Уильям Джеймс – первый американский мыслитель в цикле Пятигорского. Вообще, вне пределов древних религиозных систем и средневековой Каббалы, все герои его бесед – европейцы; более того, за исключением Кьеркегора, это либо древние греки и римляне (в последнем случае – не этническое определение), либо – уже в Новом времени – немцы, французы и один шотландец. В дальнейшем (открою карты) эта тенденция сохранится – разве что добавятся два испанца (Ортега-и-Гассет и Унамуно), плюс, россыпью, Артур Кестлер, Мартин Бубер и вновь американец, Джон Дьюи. Конечно, Пятигорский уделил особое внимание и «русской философии», сделав о ней целый цикл (и мы последуем за ним непременно), но это во многом продиктовано, скорее, внефилософскими соображениями – учитывая аудиторию, которой предназначались эти беседы. Иными словами, западная философия для Пятигорского – прежде всего, немецкая и французская, с небольшими вкраплениями иных; отчасти поэтому, забывшись и назвав поначалу Уильяма Джеймса «европейцем», он говорит о его уникальности. И Джеймс действительно уникален; в данном тексте попробуем поговорить о его уникальности, поместив мыслителя в определенный историко-культурно-географический контекст. Сам Пятигорский вряд ли бы одобрил такой подход; одной из его любимых идей было то, что философия не имеет национальности и что разговоры о какой-то специальной «немецкой философии» или «русской философии» бессмысленны и вредны. Если мы говорим о «философии», о «мышлении», пожалуй, да. Но если речь идет об истории философии, даже, скорее, об «интеллектуальной истории», «истории идей», то нет. Тут Александр Моисеевич облегченно бы вздохнул и согласился, даже, пожалуй, махнул бы рукой, мол, давайте, валяйте, про историю и про культуру, все равно к настоящей философии ни то, ни другое отношения не имеет, и оттого лично мне, Пятигорскому, не очень интересно. Но, если вам самим интересно, то пожалуйста. А нам как раз интересно.

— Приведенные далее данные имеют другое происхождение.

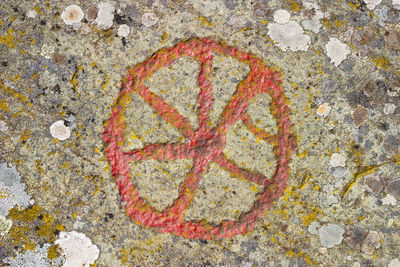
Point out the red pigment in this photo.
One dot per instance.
(203, 146)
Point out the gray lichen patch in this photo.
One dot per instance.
(260, 114)
(154, 130)
(226, 75)
(158, 181)
(248, 151)
(178, 86)
(12, 190)
(221, 197)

Итак, Уильям Джеймс – первый американский философ, ставший героем бесед Пятигорского. С одной стороны, все верно: конец XIX века – время, когда Соединенные Штаты выходят на мировую арену, в том числе и на культурную. Первые признаки интереса европейцев к американской литературе или философии появились еще в пятидесятые и шестидесятые годы того столетия: мода на Эдгара По (Бодлер даже перевел его на французский) и довольно ограниченное влияние как бы «оригинальной» американской философии Ральфа Уолдо Эмерсона и Генри Торо. Во второй половине XIX века Атлантику в противоположных направлениях пересекают два потока людей; один, гораздо более многочисленный, бежит в Америку от нищеты, бедности и преследований в родных Ирландии, Шотландии, Германии, России, Италии и т. д. Другой, далеко не столь многолюдный, но уже вполне непрерывный, состоит из зажиточных американцев и их детей, которые едут в Старый Свет за Культурой (высокой, с большой буквы) и культурой (с маленькой, едут за прелестями цивилизованной европейской жизни). Уильям Джеймс – и особенно его брат-романист Генри – были в том, втором потоке.

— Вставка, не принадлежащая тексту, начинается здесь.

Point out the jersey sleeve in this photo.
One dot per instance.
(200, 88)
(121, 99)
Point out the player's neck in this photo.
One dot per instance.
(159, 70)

С другой стороны, Пятигорский не включил в свой цикл ни Эмерсона, ни Торо, а ведь их соответствие неким (надо признаться, довольно размытым) представлениям об «истинной американскости» гораздо сильнее, чем Джеймса (забавно: Эмерсон был крестным отцом Уильяма). Впрочем, тут же возникает вопрос: а что такое эта особенная американскость философии? Что такое типичная американская (если уж использовать это пошлейшее выражение) «жизненная философия»? Прагматизм (берем слово в философском, а не расхожем значении), отцом которого считают Джеймса? Или трансцендентализм, крайний индивидуализм Эмерсона? Гарвардская кафедра Джеймса или хижина дядюшки Торо?

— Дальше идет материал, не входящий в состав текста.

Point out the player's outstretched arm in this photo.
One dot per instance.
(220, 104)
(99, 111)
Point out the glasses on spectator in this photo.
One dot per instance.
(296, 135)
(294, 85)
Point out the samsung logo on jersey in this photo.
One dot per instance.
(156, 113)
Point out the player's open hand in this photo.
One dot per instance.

Естественно, противопоставление это довольно поверхностное. Эмерсон и Торо возникли не в девственных североамериканских лесах, это место было культивировано европейским влиянием (Эмерсон, к примеру, многое воспринял у английских романтиков и Карлейля) и, конечно же, протестантизмом реформистского извода, корни которого следует искать в Англии и Шотландии. Гарвардская кафедра Уильяма Джеймса сильно отличалась от берлинской кафедры Гегеля – это были совершенно разные типы Университета (хотя главные американские университеты, особенно Принстон, испытали сильнейшее влияние шотландской модели, прежде всего, Эдинбурга, сложившейся во второй половине XVIII века). Вообще, так называемую «самобытность» и особенно «национальную оригинальность» не стоит переоценивать. И все же, Уильям Джеймс стоит особняком и от первых американских философов, и от мыслителей уже XX века. Его философская система действительно очень оригинальна; более того, она оказала огромное влияние не только на американскую философию и некий условный «американский образ мысли» (а она оказала), эта философия легла в основание нескольких сложнейших, восхитительнейших зданий европейской культуры.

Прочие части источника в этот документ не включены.